In a single-node system, things work or they don’t. In a distributed system, half the dependencies are up and half are down, and the half that’s up doesn’t always know which is which.

The patterns that contain partial failure:

- Timeouts on every RPC. No exceptions. (No timeout = crash later.)
- Bulkheads: per-dependency thread pools / connection pools.
  A slow dependency can't drain the whole app's threads.
- Circuit breakers: stop calling a dep that's been failing for N seconds.
- Hedged requests: send to two replicas, take the first response.
- Backpressure: when downstream slows, slow your accept rate.
  (Don't queue infinitely.)
- Load shedding: when at saturation, return 503 fast — don't let
  requests pile up.

These patterns are why senior teams write “Bulkhead” and “CircuitBreaker” in design docs as nouns, not verbs.

Papers worth a careful read (in order)

The reading list a senior SRE has actually read, not just heard of:

1. "Time, Clocks, and the Ordering of Events"     — Lamport, 1978
2. "The Byzantine Generals Problem"               — Lamport, 1982
3. "Impossibility of Distributed Consensus..."    — FLP, 1985
4. "The Part-Time Parliament" (or "Paxos Made Simple") — Lamport
5. "In Search of an Understandable Consensus Algorithm" — Raft, Ongaro 2014
6. "Spanner: Google's Globally Distributed DB"    — OSDI 2012
7. "Dynamo: Amazon's Highly Available Key-Value Store" — SOSP 2007
8. "Conflict-free Replicated Data Types"          — Shapiro et al, 2011
9. "Designing Data-Intensive Applications"        — Kleppmann (book)
10. "Jepsen reports"                              — Aphyr.com

The Jepsen reports are required reading — they’re the field’s empirical reality check. Many vendors quietly fixed bugs after a Jepsen test embarrassed them.
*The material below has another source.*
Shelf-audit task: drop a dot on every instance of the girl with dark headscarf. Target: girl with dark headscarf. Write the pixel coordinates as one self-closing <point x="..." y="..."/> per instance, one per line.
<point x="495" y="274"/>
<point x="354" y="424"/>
Common SRE-level theory mistakes

Treating CAP as a static label instead of a behavior during partition.
Assuming network is reliable + latency is zero in any retry/timeout policy.
“We’re using Kafka, so exactly-once.” Only inside Kafka. Outside, you dedupe.
Replacing Raft with custom leader election because “we know our system.” This goes badly. Use etcd.
Trusting wall-clock ordering across regions. Use logical or hybrid clocks.
Locks without fencing tokens. Single line, infinite trouble.
Synchronous replication “for safety” without realizing it doubles your tail latency.

Stay current

Papers We Love — curated systems papers + talks
The Morning Paper archive (Adrian Colyer) — paper-a-day summaries
Aphyr — Jepsen — adversarial distributed-systems testing
Murat Demirbas — Metadata — distsys research blog

Key Takeaways

CAP is about behavior during partition; PACELC adds the daily tradeoff.
FLP says you can’t tell slow from dead — every consensus protocol uses timeouts as a workaround.
Raft is the consensus algorithm to know first, and 2f+1 is the cluster sizing rule.
Linearizability ≠ serializability ≠ snapshot isolation — pick the one your feature actually needs.
Idempotency is the only real “exactly once” — design receivers, not pipes.
Fencing tokens are the only safe distributed locks.
Clocks lie; use logical, hybrid, or TrueTime when ordering matters.